Einmal im Jahr feiert der Dresdener "Szene-Stadtteil" Neustadt sich selbst. Zu diesem Zweck wird für ein Wochenende die Bunte Republik Neustadt (BRN) ausgerufen, in der zwar nicht alles anders, aber vieles doch ein wenig bunter und alternativer ist als sonst.

Wenn die Sonne scheint, werden Sofas auf die Straßen gestellt - der schnöde Straßenverkehr wird ja ausgesperrt -, allerlei Stände gezimmert, an denen es eigentlich nichts gibt, was es nicht gibt, angefangen vom uralten DDR-Romanheftchen bis zu irgendwelchen obskuren CDs noch obskurerer Bands. Ungefähr alle vier, fünf Meter steht ein Lautsprecher, der gespeist wird von einer wütenden Punk-Band, einem Hip-Hop-DJ hinter Gittern, dafür aber mit authentischen Technics-Plattenspielern und erstaunlich hitzeresistenten Vinyl-Scheiben, einem Techno-Freund, der irgendeinen DJ-Mix aus dem Internet heruntergeladen und auf CD gebrannt hat, einer bunten Band, die Weltmusik im weitesten Sinn spielt - akustisch nicht immer ein Genuß, aber in der Vielfalt beeindruckend.

Nicht weniger vielfältig auch das Catering.

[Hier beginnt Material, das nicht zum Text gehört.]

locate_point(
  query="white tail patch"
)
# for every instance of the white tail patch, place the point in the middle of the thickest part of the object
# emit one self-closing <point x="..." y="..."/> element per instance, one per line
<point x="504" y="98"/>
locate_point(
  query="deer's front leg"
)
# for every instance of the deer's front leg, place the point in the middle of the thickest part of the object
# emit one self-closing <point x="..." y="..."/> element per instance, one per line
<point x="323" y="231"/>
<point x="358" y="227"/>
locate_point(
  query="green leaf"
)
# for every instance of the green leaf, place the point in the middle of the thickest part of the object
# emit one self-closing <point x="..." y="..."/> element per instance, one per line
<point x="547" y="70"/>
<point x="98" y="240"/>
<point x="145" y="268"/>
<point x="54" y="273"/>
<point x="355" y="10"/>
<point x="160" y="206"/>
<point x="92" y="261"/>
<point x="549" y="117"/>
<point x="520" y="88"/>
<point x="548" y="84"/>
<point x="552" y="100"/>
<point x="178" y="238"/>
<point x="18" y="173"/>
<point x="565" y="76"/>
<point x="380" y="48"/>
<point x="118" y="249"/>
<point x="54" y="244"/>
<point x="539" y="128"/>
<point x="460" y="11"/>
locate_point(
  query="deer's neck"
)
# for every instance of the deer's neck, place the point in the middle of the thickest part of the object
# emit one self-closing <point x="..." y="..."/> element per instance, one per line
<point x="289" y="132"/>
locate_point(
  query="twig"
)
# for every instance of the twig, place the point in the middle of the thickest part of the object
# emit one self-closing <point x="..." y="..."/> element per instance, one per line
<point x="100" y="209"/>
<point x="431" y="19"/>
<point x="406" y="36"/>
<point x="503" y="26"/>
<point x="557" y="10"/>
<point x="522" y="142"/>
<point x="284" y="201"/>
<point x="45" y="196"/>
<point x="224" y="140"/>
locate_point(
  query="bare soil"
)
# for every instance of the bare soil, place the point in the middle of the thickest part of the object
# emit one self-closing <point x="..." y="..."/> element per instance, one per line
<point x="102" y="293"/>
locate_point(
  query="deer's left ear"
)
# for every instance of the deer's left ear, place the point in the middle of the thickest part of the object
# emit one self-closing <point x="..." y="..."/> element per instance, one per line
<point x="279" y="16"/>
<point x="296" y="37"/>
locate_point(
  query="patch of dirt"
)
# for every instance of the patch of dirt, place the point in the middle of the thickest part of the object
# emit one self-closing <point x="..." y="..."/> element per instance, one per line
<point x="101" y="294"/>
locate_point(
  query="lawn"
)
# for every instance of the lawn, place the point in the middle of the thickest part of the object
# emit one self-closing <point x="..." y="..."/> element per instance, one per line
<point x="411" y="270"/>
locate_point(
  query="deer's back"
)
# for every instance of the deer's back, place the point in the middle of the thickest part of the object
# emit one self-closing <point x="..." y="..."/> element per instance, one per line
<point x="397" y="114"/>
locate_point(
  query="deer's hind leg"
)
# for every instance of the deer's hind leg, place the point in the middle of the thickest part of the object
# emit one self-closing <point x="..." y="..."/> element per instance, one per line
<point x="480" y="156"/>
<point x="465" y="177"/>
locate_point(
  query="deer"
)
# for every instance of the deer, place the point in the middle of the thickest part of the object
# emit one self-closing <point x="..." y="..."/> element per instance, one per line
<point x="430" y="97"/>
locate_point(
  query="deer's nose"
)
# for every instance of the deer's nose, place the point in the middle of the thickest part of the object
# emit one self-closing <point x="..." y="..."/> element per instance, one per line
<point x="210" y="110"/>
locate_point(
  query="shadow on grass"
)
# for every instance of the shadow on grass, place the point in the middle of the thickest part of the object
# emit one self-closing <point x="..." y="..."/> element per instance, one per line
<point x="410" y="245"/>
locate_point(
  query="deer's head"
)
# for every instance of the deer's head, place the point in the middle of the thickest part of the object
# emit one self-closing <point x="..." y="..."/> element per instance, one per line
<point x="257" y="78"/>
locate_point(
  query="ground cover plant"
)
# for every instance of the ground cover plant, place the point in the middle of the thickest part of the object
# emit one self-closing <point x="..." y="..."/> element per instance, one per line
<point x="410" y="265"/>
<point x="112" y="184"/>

Dresden-Neustadt, ohnehin bekannt für unheimlich viele Lokale und eine einzigartige Internationalität beim Speisenangebot, wird aus Anlaß der BRN beinahe noch abwechslungsreicher, denn neben den "professionellen" Lokalitäten kann sich in diesen drei Tagen jeder als Bäcker, Koch oder Wirt versuchen - die einen bieten einfach nur eisgekühltes Flaschenbier an, während andere unheimlich ökologisch wertvolle Brotsorten anbieten oder nur gutdeutsche Erdbeertorte - der Euro rollt, außer den Bierpreisen sind alle Preise mehr oder weniger verhandelbar - wenn man nicht gerade als Tourist auf der vergeblichen Suche nach dem Flair des "Szeneviertels" erkennbar ist, das man halt nicht fotographieren und/oder kaufen kann.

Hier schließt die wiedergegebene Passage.